About the Author: Chris is an urban hydroponic hobbyist who uses hydroponics to maximize his 400 square foot yard and extend the short Chicago growing season. Chris blogs about his hydroponic experiences at HealthSmartLiving.com.
Hydroponic gardening is the easiest way to ensure you always have food, no matter what’s going on in the outside world. The price of produce seems to always be going up and worse, few of us have any clue where the food we eat has been before it hits our shopping cart. Hydroponic gardens use artificial lighting (if inside) and an automatic feeding/watering system to grow fruit, vegetables, and herbs. An inert medium such as clay pellets or rock-wool is used to hold the plant’s roots. Since dirt isn’t used you have a reduced risk of pests and other common infestations. The nutrients are delivered directly to the plants so your plants can focus on growing foliage and fruit vs. prospecting with its roots for their nutrients.
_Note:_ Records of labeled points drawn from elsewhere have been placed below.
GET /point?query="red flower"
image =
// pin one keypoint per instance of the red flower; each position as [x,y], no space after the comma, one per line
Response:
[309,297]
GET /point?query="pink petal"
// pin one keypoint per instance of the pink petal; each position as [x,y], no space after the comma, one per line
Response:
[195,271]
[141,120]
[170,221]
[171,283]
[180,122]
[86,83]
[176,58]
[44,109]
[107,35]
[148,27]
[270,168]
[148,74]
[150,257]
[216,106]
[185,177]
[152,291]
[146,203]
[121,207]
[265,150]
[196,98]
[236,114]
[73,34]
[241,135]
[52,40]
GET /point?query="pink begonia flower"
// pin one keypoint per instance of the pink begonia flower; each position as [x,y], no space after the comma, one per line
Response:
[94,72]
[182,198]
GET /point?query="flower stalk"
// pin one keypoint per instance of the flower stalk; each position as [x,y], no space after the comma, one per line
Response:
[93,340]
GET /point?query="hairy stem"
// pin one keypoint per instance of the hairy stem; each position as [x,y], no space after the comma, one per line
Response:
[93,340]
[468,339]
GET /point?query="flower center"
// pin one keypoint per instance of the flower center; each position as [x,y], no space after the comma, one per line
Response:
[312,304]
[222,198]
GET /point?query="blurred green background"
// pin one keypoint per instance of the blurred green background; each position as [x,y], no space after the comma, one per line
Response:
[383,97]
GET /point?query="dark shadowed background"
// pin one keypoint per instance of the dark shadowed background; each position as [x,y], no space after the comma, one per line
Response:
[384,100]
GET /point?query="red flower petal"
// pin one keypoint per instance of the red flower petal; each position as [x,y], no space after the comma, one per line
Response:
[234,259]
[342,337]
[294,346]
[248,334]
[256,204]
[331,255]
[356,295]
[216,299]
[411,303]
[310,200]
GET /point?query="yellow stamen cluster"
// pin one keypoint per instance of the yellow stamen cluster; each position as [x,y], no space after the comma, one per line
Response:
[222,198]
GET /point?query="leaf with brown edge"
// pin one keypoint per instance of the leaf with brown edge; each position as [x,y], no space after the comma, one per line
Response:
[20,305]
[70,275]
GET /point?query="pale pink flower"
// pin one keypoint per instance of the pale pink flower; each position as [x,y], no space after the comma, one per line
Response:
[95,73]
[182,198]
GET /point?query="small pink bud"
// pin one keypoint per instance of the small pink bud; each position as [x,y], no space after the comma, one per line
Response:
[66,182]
You can control all the variables needed for optimal plant growth: light, temperature, and nutrients.
Benefits to hydroponic back-up garden:
1. Less reliance on supermarkets and other external factors:
There’s so much we can’t control. Farmers can lose crops, warehouse workers could go on strike, natural disasters may occur… All these factors and more lead to less crop availability and higher food costs if you’re relying on factors outside your control to feed you and your family.
2. Larger yields:
Hydroponic gardens produce more crops per plant and per square foot than traditional gardening. Each plant has a constant supply of nutrients, light and temperature stability – all of which are essential to growth. In nature, there’s always interruptions that can stunt growth (thunder storms, cloud cover, drought.)
See this quote from Rana Zahid (Project Director for Fareed Farmhouse in Pakistan):
“Through this technique, farmers can get between 450 and 550 tons of vegetables
per acre, compared to the average yield of 15 tons per acre from traditional farming.” (source).
That’s nearly 37x the yield over traditional gardening. A small 10ft x 10ft (100 square feet) space in your home could easily produce hundreds of pounds of produce per year! It’s very possible that in times of unrest you will need to be able to produce food in limited indoor space so you’re acres of land may not make much of a difference.
3. Less resources:
Soil-based gardening can use as much as 20x more water and 10x more land over hydro growing. Not to mention you need to provide several times more fertilizer to soil as much will be lost to water runoff.
Food independent of the established system is more important than you think:
- Produce is handled multiple times before it lands in your shopping cart. Who knows who’s touched it and what or how many animals or insects have relieved themselves on that food you’re eating?
- Pesticide use is rampant. Read the following story about Aldicarb (Toxic Pesticide Banned After Decades of Use). What ‘safe’ pesticide will be banned next?
- War and strife continue to plague the human race and it’s safe to assume that modern society can fall apart overnight. Supermarkets are the first places to be emptied in a catastrophe.
Not only will a back-up hydroponic garden give you independence from all the societal and environmental factors affecting the quality and quantity of produce available to you, but the pride that comes from being prepared for anything that life throws at you.
What you need to stock pile for an emergency hydroponic garden system:
Here’s a quick list of supplies and tools you should ensure is part of your preparation list. I recommend using this list and considering your ‘what-if’ scenario planning to determine exactly what you need.
- Water Pump
- flexible water hose (25 feet)
- Air pump
- air tubing (25 feet)
- Large seal-able tub/tank for a water reservoir
- 3” net pots (plan to use gravel for the medium)
- 10 gallons of hydroponic liquid fertilizer. (A quick note: liquid fertilizer stored properly can last years.)
- pH testing kit
- Thick plastic sheets and 2 by 6’s for a large outdoor planting
Supplies for grow light system (will over ~ 3 by 3 foot growing area)
- Two 100W CFL bulbs
- PVC pipe
- Extension cord
- 1” PVC pipe
- 1 1⁄4” PVC pipe
- 1” PVC pipe tee split
- Outlet to adapter socket
- Lamp socket splitter
- Saw/box cutter
Many of these items should already be on your prep list but consider adding and adjusting the total amount so you will be able to build a back food supply. Finally, it would be wise to print out the plans listed above or others so you have a ready guide.